The hypothesis test illustrated there is a significant difference between mean of developed and developing countries.
The result of two-sample t-test represents t = 12.753, \(p\) < 0.05 at 95% CI of difference in means [9.306,12.733], which is not capture \(H_0\).
The finding represent developed and developing countries (in 2015) have affect to life expectancy significantly.
The average of life expectancy in developed country are 80.71, meanwhile developing countries are 69.69.
Therefore, it can conclude that people in developed countries have longer life expectancy.
As the box plot shows that there are no outliers in developed and developing countries’ life expectancy.
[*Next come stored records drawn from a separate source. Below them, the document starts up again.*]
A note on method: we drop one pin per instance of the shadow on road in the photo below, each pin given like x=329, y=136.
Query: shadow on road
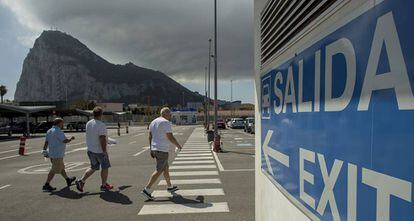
x=178, y=199
x=237, y=152
x=109, y=196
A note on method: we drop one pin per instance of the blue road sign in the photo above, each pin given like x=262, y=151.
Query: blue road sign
x=338, y=119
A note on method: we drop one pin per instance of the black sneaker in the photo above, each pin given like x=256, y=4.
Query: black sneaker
x=79, y=185
x=172, y=189
x=70, y=180
x=147, y=194
x=48, y=188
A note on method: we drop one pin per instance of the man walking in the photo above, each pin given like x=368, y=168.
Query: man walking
x=54, y=148
x=160, y=136
x=96, y=143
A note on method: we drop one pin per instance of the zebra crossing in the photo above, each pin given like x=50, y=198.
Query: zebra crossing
x=195, y=172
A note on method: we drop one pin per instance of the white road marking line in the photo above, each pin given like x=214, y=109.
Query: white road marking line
x=193, y=167
x=193, y=154
x=238, y=170
x=194, y=173
x=190, y=192
x=191, y=181
x=16, y=150
x=194, y=162
x=245, y=145
x=75, y=144
x=142, y=151
x=218, y=161
x=76, y=150
x=184, y=208
x=5, y=186
x=14, y=156
x=194, y=158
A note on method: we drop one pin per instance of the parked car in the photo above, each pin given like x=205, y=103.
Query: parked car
x=221, y=124
x=43, y=127
x=237, y=123
x=78, y=126
x=229, y=122
x=248, y=124
x=5, y=129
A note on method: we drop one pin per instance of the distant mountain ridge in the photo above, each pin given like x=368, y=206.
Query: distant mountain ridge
x=59, y=66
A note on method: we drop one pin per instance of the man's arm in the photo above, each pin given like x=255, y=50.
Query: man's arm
x=172, y=139
x=102, y=140
x=150, y=138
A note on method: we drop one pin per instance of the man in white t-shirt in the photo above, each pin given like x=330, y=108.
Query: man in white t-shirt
x=96, y=143
x=160, y=137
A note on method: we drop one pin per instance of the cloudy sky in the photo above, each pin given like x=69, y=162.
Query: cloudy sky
x=166, y=35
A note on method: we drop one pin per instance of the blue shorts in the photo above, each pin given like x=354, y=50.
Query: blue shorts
x=98, y=160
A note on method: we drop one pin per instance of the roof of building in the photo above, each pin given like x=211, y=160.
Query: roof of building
x=24, y=109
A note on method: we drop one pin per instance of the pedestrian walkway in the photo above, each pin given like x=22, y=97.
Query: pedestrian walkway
x=195, y=172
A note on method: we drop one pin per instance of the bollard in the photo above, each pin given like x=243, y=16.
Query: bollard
x=22, y=145
x=217, y=144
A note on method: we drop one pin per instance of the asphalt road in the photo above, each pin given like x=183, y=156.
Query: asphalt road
x=212, y=186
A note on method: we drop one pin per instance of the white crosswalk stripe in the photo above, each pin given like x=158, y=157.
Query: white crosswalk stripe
x=194, y=173
x=194, y=162
x=189, y=167
x=184, y=208
x=194, y=154
x=191, y=192
x=191, y=181
x=193, y=166
x=194, y=158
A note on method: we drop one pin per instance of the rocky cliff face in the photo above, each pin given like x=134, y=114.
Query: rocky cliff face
x=60, y=66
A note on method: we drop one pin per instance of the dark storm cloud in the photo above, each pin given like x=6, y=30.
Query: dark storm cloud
x=167, y=35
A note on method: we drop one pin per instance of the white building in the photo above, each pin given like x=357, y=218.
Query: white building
x=184, y=117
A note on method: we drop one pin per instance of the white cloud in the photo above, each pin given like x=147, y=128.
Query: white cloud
x=170, y=36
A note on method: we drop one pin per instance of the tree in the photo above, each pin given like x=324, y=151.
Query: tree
x=3, y=91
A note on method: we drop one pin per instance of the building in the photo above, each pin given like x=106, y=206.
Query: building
x=111, y=107
x=184, y=116
x=334, y=110
x=195, y=105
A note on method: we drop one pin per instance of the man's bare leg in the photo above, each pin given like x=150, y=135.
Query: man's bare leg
x=50, y=176
x=104, y=176
x=167, y=176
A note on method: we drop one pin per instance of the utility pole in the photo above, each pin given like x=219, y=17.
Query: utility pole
x=231, y=98
x=183, y=100
x=205, y=98
x=209, y=87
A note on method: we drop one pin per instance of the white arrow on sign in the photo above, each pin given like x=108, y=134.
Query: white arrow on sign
x=268, y=151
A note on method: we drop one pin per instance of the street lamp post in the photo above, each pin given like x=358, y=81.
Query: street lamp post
x=209, y=87
x=216, y=136
x=231, y=98
x=205, y=98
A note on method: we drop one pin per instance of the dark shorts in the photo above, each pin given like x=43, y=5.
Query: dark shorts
x=98, y=160
x=162, y=160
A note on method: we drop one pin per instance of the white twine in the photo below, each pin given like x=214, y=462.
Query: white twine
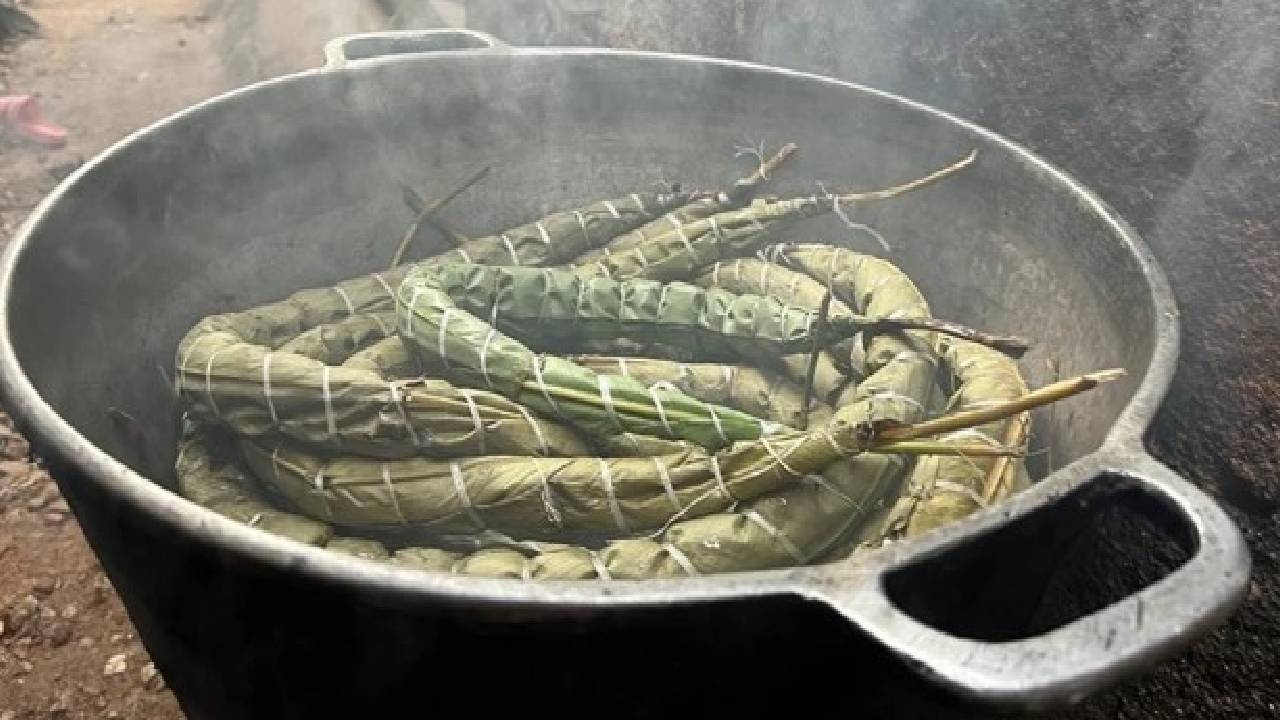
x=681, y=559
x=684, y=238
x=538, y=431
x=611, y=495
x=716, y=228
x=784, y=542
x=398, y=401
x=581, y=223
x=346, y=299
x=460, y=487
x=407, y=326
x=822, y=483
x=720, y=479
x=542, y=386
x=475, y=418
x=600, y=570
x=553, y=514
x=385, y=286
x=662, y=299
x=897, y=396
x=391, y=491
x=720, y=428
x=440, y=336
x=667, y=487
x=330, y=420
x=511, y=249
x=266, y=390
x=981, y=404
x=209, y=382
x=484, y=355
x=544, y=235
x=662, y=411
x=778, y=459
x=795, y=285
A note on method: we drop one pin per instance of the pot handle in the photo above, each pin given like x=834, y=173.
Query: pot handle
x=1066, y=664
x=347, y=49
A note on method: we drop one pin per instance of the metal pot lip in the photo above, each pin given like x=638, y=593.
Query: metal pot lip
x=178, y=514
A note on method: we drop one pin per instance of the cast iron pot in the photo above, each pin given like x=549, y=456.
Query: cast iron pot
x=296, y=182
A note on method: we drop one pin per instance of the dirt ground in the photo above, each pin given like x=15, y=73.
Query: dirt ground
x=101, y=69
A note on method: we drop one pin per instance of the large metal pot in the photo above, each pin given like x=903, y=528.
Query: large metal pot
x=296, y=182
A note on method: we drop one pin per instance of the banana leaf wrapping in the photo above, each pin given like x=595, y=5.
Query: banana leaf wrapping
x=945, y=488
x=561, y=237
x=691, y=212
x=557, y=308
x=839, y=364
x=762, y=392
x=414, y=406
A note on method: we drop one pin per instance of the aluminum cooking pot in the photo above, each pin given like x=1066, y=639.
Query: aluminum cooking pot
x=296, y=182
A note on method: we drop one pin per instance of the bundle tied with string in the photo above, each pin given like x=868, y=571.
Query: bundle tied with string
x=471, y=413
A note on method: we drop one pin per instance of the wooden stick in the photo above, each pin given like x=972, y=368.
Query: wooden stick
x=417, y=204
x=1011, y=346
x=433, y=209
x=823, y=309
x=762, y=173
x=888, y=192
x=942, y=447
x=973, y=418
x=1002, y=466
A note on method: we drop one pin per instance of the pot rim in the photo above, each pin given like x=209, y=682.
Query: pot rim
x=40, y=420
However, in the future, if the data has any outliers, we need to fix them before testing.
Nevertheless, this investigation has very different number of sample size. Thus, The next investigation would like to increase the sample size of developed countries as the same as developing countries for comparing them in order to be ensure that there have an accurate analysis.